4
votes

I have many documents (with an analyzed text field title). They have been indexed in Elasticsearch and now I need only to get the term frequency TF and inverse document frequency IDF for each term within the field title without having any query. (just indexing the documents and retrieving the inverted index of all terms in the field title)

Is that possible in Elasticsearch?

4

4 Answers

3
votes

I wrote a tutorial on how to get a term-document matrix from ES. This does cover getting TFs but not IDFs. This was for ES 1.6.0 using Python.
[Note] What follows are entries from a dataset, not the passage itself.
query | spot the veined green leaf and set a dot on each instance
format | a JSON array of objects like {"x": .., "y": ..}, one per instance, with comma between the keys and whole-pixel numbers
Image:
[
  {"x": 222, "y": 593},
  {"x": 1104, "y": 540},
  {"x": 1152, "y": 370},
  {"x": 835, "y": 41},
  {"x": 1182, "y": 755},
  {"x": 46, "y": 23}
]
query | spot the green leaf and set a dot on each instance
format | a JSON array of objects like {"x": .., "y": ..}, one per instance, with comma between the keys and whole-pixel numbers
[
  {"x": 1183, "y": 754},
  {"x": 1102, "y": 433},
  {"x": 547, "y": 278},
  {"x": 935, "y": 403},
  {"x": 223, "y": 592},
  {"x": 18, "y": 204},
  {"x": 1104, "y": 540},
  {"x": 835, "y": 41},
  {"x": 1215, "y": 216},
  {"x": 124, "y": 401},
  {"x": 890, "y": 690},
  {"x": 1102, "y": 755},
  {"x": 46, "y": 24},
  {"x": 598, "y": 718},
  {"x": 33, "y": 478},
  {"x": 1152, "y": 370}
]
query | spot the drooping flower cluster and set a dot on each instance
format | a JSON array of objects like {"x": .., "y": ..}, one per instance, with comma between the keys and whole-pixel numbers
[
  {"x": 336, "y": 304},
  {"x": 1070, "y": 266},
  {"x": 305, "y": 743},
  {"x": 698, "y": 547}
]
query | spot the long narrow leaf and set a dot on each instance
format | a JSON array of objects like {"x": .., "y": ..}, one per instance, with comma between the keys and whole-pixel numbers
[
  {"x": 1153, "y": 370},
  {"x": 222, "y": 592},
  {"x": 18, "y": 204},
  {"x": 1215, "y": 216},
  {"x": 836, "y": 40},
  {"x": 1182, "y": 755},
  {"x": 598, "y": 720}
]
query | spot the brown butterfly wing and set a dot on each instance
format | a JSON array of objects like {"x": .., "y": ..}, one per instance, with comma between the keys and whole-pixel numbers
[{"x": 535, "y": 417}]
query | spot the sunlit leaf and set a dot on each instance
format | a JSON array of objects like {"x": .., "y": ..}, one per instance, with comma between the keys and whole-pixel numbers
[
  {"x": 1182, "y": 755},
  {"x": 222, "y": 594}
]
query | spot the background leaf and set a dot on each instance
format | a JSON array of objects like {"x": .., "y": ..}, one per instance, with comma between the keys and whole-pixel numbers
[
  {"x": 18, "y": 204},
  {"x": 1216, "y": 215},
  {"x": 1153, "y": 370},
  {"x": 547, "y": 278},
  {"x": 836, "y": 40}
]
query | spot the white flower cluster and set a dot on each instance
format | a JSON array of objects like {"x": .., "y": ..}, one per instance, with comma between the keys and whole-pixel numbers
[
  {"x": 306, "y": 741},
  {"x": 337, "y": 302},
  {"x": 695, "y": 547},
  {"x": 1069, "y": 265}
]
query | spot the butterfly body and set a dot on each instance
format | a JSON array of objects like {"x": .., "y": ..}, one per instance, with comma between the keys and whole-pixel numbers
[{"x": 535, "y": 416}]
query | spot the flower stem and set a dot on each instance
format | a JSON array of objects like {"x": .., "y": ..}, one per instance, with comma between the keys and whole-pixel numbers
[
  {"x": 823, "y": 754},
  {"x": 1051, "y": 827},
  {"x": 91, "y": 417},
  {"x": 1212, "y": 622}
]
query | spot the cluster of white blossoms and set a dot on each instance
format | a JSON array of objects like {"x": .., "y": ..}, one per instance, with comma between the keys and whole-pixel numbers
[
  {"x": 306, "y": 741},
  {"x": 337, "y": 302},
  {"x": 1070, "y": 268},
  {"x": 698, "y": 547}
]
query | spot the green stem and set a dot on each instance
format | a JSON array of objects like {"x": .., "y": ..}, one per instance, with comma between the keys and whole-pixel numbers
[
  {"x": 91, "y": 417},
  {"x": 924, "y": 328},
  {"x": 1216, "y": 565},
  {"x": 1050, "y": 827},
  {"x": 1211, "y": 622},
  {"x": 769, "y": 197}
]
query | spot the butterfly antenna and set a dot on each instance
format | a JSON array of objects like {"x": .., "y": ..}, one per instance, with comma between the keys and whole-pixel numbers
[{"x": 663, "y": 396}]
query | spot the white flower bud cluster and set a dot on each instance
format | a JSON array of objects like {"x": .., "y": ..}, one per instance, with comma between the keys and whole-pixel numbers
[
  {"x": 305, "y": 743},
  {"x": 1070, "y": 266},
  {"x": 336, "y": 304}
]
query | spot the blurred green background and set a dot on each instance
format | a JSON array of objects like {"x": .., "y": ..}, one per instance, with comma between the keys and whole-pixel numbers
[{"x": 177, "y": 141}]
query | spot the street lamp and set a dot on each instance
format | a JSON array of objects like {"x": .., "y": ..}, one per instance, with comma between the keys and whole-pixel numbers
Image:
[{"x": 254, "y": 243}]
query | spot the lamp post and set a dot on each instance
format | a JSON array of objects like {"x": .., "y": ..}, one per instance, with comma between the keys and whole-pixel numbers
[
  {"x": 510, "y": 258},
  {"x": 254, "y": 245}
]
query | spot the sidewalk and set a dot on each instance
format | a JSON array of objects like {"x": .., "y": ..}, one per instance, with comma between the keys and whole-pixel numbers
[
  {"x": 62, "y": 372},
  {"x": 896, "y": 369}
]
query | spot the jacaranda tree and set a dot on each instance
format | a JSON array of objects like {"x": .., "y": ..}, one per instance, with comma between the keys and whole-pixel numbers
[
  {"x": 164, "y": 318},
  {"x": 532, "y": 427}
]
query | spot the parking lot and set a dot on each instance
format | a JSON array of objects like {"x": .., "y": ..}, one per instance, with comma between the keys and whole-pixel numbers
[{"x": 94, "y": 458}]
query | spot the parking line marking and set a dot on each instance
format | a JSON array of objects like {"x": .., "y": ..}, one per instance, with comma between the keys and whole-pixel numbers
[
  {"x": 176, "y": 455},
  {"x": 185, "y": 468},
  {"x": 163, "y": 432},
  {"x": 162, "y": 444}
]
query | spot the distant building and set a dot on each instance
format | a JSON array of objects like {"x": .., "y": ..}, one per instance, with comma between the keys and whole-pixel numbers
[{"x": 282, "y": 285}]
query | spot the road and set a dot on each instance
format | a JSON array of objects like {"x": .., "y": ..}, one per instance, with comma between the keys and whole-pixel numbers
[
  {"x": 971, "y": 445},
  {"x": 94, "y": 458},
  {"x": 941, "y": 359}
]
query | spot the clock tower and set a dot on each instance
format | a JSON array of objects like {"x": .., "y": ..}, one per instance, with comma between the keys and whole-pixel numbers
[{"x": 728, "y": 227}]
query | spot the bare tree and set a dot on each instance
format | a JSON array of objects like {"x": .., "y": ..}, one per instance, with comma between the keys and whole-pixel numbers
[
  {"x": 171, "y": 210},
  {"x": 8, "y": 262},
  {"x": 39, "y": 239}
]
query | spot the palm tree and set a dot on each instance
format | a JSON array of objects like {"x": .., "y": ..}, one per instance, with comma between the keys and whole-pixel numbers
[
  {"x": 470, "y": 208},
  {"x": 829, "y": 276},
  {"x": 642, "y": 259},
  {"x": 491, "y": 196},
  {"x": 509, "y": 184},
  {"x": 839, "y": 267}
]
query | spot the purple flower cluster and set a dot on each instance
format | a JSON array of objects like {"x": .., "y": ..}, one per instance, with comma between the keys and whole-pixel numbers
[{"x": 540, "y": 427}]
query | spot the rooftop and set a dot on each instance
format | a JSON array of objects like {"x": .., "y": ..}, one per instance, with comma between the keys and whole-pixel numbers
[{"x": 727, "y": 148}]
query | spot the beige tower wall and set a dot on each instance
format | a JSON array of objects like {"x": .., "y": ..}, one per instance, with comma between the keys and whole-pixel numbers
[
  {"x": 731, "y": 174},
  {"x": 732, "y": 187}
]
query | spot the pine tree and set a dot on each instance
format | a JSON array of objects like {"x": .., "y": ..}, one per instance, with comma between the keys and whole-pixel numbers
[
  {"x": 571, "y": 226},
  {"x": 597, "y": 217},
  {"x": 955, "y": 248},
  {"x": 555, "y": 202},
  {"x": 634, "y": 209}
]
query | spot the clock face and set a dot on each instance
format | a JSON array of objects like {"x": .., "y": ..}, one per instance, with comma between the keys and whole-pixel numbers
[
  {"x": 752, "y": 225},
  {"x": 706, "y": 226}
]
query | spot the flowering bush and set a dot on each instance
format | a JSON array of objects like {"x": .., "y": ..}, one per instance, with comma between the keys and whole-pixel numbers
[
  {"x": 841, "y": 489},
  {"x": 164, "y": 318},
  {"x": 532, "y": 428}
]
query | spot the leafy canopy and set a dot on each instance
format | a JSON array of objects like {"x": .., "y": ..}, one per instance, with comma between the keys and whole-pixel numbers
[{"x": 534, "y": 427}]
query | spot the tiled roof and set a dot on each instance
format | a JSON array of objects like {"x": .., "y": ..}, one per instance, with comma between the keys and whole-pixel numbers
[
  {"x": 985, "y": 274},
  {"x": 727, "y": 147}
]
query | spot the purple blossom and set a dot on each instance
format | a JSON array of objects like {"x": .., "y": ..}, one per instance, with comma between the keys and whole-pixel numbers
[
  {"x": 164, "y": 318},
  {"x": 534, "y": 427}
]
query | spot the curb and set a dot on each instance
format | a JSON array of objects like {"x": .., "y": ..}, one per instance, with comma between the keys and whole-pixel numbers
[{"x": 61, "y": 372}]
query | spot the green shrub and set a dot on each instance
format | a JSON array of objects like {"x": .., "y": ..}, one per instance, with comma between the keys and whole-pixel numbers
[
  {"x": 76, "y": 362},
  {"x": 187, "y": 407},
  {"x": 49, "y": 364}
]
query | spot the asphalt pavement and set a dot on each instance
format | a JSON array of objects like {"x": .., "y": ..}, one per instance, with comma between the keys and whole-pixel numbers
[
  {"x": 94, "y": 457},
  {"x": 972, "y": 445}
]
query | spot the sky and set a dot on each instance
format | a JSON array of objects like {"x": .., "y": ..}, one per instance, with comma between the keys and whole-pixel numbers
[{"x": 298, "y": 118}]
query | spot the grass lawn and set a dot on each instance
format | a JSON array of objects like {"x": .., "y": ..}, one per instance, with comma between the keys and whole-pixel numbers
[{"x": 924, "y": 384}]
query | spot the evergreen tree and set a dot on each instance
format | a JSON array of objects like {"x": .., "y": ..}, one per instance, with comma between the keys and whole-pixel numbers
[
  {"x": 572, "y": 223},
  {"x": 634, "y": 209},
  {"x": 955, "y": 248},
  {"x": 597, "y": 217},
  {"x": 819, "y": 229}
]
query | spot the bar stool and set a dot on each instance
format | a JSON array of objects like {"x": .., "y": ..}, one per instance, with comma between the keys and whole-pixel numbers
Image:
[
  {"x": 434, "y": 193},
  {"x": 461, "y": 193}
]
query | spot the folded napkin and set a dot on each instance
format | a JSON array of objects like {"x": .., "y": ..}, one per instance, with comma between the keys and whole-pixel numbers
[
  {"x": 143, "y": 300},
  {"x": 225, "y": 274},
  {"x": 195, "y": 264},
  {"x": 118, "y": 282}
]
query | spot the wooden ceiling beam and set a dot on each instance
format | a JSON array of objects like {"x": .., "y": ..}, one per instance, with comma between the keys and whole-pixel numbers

For more you should have a look at the TermVector API.

1
votes
GET /YOUR_INDEX/YOUR_DOC_TYPE/YOUR_ID/_termvectors
{
  "fields" : ["YOUR_FIELD"],
  "term_statistics" : true,
  "field_statistics" : true
}

This will get the TF for every words in your document.

1
votes

In case someone still has a similar problem to OP's, I've created a Python module called inelastic that prints out an approximation of an Elasticsearch inverted index for a given index and field.

0
votes

No. You could maybe find a way to hack it together somehow. And on a per query basis you can use the EXPLAIN api eg https://www.elastic.co/guide/en/elasticsearch/reference/2.3/search-explain.html But there is no API to return this info.